What Seniors Need to Know About Heart Disease

February is Heart Month, 28 days when Americans of all ages should take the time to assess their risk of heart disease and make lifestyle changes to prevent it. Kingsway Community is dedicated to the fight against heart disease, and each year encourages residents, staff, and visitors to wear red on National Wear Red Day (this year it falls on Friday, February 4) to raise awareness of heart disease. Before you pick out your red shirt, though, let’s take some time to educate ourselves on what heart disease is, what its risk factors are, and how to prevent it.


What is heart disease?

Heart disease, the leading cause of death for both men and women, is caused by the buildup of fatty deposits in the walls of the coronary arteries over many years. When this happens, there is less space for blood to flow to the heart, which can cause chest pain or even a heart attack.
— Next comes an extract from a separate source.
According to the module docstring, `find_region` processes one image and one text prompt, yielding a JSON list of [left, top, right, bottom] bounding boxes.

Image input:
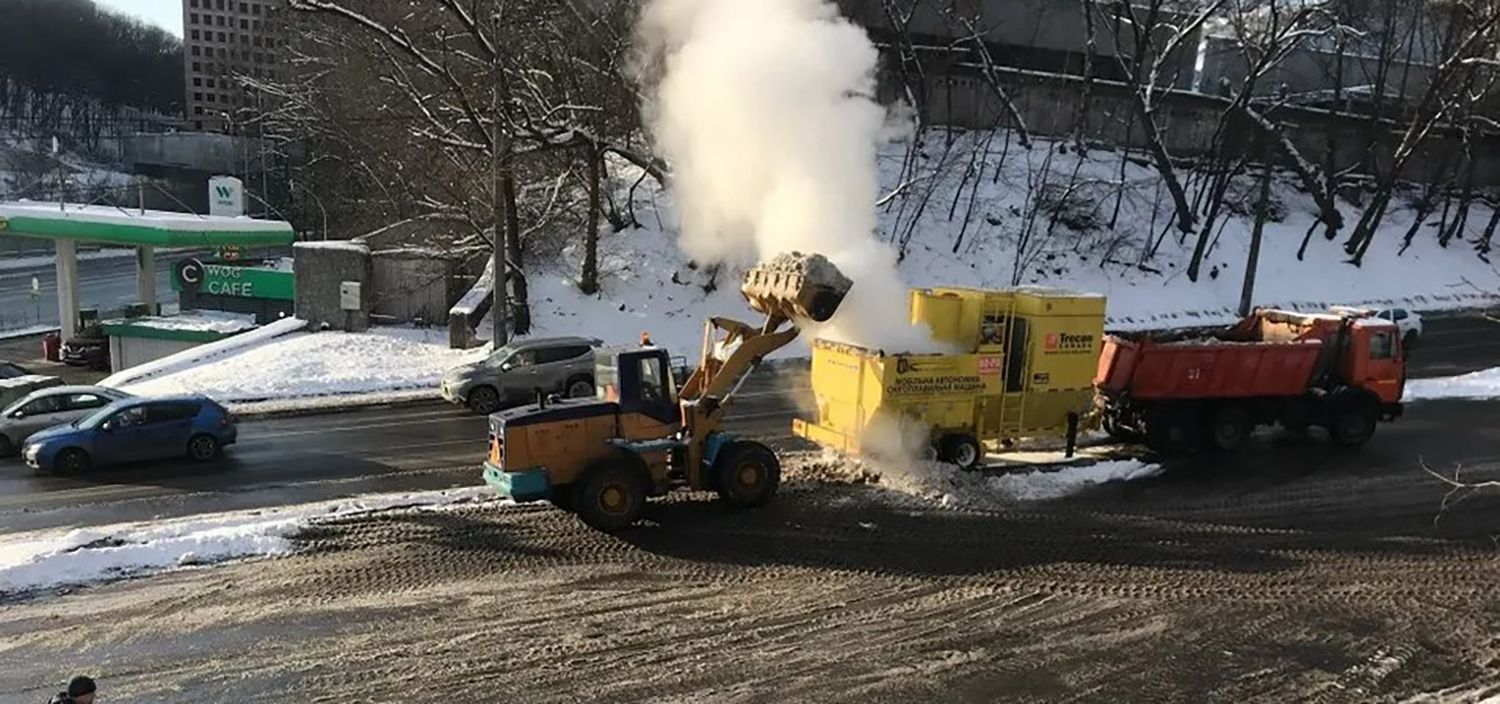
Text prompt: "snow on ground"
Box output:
[[99, 318, 308, 389], [0, 486, 501, 594], [782, 450, 1163, 509], [118, 327, 486, 404], [872, 459, 1161, 507], [1401, 366, 1500, 401], [104, 311, 255, 333]]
What are the signs of heart disease?

You should contact your doctor immediately if you experience:

  • Pain, numbness, or tingling in the shoulders, arms, neck, jaw, or back
  • Shortness of breath
  • Chest pain
  • Lightheadedness or dizziness
  • Confusion or headaches
  • Cold sweats
  • Nausea or vomiting
  • Tiredness or fatigue
  • Swelling in the ankles, feet, legs, stomach, or neck


How does heart disease affect seniors?

Seniors are much more likely than their younger counterparts to develop heart disease, because as we age, more fatty deposits build up in our arteries. The arteries themselves can also become increasingly stiff as we age, which causes high blood pressure. Seniors should be sure to have their blood pressure checked regularly, even if they’re healthy (early heart disease doesn’t always have symptoms), and especially if they have a family history of heart disease. While there are things seniors can do to manage high blood pressure (see below), medication is sometimes necessary.


How can you reduce your risk of heart disease?

  • Aim to get at least 150 minutes of physical activity such as brisk walking, dancing, or gardening each week.
  • Quit smoking, as smoke inhalation damages artery walls.
  • Eat foods that are low in trans and saturated fats, added sugars, and salt. Instead, eat fruits, vegetables, and whole grains.
  • Maintain a healthy weight.
  • Manage diabetes, high blood pressure, or high cholesterol, which also contributes to plaque buildup in the arteries.
  • Drink alcohol only in moderation (no more than two drinks per day for men and one drink per day for women).
  • Learn how to manage stress through meditation, physical activity, therapy, or other methods.